Import needed libraries


In [1]:
import requests
from lxml import html

We used the library "request" last time in getting Twitter data (REST-ful). We are introducing the new "lxml" library for analyzing & extracting HTML elements and attributes here.

Use Requests to get HackerNews content

HackerNews is a community contributed news website with an emphasis on technology related content. Let's grab the set of articles that are at the top of the HN list.


In [ ]:
response = requests.get('http://news.ycombinator.com/')
response

In [ ]:
response.content

We will now use lxml to create a programmatic access to the content from HackerNews.

Analyzing HTML Content


In [ ]:
page = html.fromstring(response.content)
page

CSS Selectors

For those of you who are web designers, you are likely very familiar with Cascading Stylesheets (CSS).

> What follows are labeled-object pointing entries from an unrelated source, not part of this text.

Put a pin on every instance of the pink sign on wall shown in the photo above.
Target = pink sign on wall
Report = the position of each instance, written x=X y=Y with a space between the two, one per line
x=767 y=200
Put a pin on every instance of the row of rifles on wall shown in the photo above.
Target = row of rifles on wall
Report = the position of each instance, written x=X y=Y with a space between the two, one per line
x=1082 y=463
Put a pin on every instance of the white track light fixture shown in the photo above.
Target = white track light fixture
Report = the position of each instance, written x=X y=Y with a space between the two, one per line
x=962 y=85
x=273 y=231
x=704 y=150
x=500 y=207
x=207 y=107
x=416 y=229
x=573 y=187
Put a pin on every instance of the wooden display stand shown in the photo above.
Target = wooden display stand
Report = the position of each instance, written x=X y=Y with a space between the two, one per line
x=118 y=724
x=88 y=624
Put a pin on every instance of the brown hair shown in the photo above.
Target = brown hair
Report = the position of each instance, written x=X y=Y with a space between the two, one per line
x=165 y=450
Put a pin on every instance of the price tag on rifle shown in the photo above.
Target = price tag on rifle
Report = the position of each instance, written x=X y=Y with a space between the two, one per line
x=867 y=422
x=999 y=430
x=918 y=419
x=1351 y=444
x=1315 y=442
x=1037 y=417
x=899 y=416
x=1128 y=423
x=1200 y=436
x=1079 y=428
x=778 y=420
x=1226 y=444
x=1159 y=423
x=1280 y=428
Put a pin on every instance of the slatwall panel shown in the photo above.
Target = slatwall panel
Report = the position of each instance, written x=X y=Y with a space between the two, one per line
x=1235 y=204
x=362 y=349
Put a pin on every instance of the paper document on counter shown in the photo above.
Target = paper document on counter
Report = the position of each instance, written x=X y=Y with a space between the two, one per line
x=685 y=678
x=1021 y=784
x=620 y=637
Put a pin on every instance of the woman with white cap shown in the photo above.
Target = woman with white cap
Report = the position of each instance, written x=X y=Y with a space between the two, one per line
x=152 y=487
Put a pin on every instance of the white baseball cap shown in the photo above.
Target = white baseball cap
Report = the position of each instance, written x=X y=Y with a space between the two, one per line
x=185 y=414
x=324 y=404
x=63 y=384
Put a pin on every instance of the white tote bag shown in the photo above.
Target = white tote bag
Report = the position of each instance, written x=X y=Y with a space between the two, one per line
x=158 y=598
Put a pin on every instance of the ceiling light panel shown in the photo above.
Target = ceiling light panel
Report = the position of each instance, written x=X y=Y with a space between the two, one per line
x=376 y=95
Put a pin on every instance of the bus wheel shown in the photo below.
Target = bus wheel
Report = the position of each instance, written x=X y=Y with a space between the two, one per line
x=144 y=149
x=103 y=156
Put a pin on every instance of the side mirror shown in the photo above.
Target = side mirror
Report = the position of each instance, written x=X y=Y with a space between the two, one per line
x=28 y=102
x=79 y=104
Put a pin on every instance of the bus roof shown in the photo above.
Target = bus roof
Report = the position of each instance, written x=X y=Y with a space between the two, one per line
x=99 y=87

Here is an example for how to use CSS selector for finding specific HTML elements


In [80]:
posts = page.cssselect('.title')

In [ ]:
len(posts)

Details of how to use CSS selectors can be found in the w3 schools site:

http://www.w3schools.com/cssref/css_selectors.asp

XPath

Alternatively, we can use a standard called "XPath" to find specific content in the HTML.


In [61]:
posts = page.xpath('//td[contains(@class, "title")]')

In [ ]:
len(posts)

We are only interested in those "td" tags that contain an anchor link to the referred article.


In [84]:
posts = page.xpath('//td[contains(@class, "title")]/a')

In [ ]:
len(posts)

So, only half of those "td" tags with "title" contain posts that we are interested in. Let's take a look at the first such post.


In [ ]:
first_post = posts[0]
first_post.text

There is a lot of "content" in the td tag's attributes.


In [ ]:
first_post.attrib

In [ ]:
first_post.attrib["href"]

In [90]:
all_links = []
for p in posts:
    all_links.append((p.text, p.attrib["href"]))

In [ ]:
all_links

Great: when you run the code above (starting from the HTTP request), this list of top content should change from time to time.

More details on how to use XPath can be found in the w3 schools site:

http://www.w3schools.com/xsl/xpath_syntax.asp


In [ ]: